Additionally, inhibition is via an allosteric rather than competitive mechanism,
which further differentiates this antibody from others. We sought to determine
the safety and tolerability of BIIB022 and determine the pharmacokinetic (PK) and
pharmacodynamic (PD) profile of this antibody. METHODS: A multi-institutional
phase I study evaluated the safety of escalating doses of BIIB022 given IV q3wk
until progression or unacceptable toxicity in patients with advanced solid
tumors. Five sequential BIIB022 dose cohorts were evaluated using a standard
3?+?3 dose-escalation design (1.5, 5. 10, 20, 30 mg/kg); 10 additional patients
were treated at the recommended phase 2 dose. RESULTS: 34 patients were treated.

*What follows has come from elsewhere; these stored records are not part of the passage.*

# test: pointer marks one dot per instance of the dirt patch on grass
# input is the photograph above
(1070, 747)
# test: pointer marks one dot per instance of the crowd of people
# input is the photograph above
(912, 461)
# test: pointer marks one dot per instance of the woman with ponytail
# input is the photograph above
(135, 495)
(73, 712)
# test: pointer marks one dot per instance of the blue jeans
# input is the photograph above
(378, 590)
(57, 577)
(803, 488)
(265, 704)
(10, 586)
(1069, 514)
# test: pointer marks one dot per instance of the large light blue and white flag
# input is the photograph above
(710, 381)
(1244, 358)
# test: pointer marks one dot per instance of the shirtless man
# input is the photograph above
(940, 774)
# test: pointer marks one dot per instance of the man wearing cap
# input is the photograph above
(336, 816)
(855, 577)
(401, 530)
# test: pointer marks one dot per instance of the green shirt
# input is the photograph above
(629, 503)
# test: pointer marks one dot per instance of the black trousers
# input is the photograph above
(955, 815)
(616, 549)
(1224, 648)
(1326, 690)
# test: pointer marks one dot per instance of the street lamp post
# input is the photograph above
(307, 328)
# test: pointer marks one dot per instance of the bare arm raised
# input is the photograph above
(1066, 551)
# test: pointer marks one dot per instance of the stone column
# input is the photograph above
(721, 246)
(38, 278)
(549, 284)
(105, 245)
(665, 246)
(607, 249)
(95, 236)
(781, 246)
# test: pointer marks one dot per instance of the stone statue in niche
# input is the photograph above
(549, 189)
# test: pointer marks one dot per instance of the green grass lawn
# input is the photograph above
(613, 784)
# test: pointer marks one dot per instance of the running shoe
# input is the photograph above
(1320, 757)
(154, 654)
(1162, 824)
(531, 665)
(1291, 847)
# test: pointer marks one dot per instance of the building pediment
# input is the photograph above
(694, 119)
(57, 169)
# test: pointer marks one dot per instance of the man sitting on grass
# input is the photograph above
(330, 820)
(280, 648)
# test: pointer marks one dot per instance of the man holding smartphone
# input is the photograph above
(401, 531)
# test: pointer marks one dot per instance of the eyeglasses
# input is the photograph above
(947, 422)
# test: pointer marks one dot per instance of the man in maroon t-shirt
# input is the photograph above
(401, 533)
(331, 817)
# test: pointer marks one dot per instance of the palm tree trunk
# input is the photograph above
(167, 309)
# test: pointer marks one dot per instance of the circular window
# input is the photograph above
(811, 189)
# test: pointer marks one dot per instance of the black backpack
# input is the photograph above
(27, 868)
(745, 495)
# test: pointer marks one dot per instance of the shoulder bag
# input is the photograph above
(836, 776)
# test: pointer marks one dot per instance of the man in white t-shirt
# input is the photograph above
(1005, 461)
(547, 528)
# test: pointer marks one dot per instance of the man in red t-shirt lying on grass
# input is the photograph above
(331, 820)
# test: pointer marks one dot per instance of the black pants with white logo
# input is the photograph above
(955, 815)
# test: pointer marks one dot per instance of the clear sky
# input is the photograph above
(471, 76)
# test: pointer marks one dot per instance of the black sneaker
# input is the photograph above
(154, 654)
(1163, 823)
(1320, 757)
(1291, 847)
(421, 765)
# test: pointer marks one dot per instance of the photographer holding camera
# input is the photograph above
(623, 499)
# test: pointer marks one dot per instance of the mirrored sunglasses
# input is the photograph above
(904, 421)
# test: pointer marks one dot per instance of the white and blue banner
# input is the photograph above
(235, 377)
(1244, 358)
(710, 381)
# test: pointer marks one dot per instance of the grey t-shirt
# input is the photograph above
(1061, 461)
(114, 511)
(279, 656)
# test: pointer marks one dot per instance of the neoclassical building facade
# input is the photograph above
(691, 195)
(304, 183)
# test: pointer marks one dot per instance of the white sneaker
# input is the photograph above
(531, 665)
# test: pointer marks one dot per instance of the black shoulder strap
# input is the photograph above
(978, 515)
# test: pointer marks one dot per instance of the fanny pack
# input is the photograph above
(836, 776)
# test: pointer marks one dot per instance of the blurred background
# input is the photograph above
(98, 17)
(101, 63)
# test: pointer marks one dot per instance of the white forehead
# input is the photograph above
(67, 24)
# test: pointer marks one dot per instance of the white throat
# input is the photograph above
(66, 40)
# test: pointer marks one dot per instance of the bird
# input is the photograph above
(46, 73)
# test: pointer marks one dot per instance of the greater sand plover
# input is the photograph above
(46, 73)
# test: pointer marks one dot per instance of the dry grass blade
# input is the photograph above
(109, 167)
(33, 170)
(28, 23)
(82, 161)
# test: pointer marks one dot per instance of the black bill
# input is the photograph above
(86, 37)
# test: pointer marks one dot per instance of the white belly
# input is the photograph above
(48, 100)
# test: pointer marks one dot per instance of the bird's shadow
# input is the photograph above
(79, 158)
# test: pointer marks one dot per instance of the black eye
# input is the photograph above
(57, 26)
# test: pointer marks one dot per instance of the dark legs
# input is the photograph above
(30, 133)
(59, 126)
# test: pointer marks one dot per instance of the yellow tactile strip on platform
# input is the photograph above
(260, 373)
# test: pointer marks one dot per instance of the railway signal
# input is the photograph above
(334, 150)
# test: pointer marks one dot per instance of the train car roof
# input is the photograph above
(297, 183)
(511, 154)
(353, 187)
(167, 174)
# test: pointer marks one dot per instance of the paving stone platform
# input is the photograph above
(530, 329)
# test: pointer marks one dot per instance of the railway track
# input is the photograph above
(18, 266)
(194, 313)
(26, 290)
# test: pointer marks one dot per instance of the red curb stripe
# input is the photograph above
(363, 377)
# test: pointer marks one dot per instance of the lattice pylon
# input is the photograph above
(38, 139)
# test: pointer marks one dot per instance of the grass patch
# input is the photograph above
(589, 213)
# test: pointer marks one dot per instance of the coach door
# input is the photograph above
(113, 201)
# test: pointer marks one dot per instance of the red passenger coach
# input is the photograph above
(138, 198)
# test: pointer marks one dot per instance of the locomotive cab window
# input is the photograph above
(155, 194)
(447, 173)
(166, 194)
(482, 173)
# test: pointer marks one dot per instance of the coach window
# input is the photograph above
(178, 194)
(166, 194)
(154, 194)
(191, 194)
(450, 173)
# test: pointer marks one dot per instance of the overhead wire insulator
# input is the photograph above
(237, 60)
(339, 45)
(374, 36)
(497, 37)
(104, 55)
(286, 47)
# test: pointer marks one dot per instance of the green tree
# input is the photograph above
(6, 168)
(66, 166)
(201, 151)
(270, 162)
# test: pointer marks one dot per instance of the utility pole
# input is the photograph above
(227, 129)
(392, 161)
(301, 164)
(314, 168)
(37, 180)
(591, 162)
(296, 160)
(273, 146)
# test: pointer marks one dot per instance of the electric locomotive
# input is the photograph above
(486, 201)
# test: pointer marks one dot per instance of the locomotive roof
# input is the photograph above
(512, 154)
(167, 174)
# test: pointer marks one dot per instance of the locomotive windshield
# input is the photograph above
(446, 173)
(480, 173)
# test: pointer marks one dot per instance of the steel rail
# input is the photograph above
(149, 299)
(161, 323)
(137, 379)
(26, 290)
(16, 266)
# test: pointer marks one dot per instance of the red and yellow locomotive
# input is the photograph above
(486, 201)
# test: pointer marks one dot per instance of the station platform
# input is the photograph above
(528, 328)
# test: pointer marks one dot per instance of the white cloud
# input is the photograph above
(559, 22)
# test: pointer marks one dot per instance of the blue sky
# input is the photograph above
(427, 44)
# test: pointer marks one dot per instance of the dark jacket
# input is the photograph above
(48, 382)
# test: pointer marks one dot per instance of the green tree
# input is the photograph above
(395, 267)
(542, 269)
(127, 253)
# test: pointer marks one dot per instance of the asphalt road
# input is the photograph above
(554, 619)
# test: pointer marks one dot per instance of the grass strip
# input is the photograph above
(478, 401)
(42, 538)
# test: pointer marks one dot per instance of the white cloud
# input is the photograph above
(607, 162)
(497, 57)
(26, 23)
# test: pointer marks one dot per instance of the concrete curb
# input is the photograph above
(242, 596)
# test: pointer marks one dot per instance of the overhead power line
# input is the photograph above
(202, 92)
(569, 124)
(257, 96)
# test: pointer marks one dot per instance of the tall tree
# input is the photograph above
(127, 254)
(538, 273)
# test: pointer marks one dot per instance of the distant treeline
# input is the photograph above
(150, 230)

Toxicities were manageable and mostly low grade; grade 3-4 hyperglycemia was not
observed. No RECIST responses were observed, although three patients had
metabolic responses associated with prolonged stable disease. The PK of BIIB022
was nearly linear in the dose range from 10 to 30 mg/kg, with some nonlinearity
at lower doses (1.5-5.0 mg/kg), likely due to target-mediated drug disposition of
BIIB022 at low serum concentrations. PD analyses showed decrease in IGF-1R levels
on leucocytes, with stable serum values of IGF-1 and IGF-2. CONCLUSIONS: BIIB022
can be safely given at 30 mg/kg IV every 3 weeks with preliminary evidence of
biological activity in selected patients.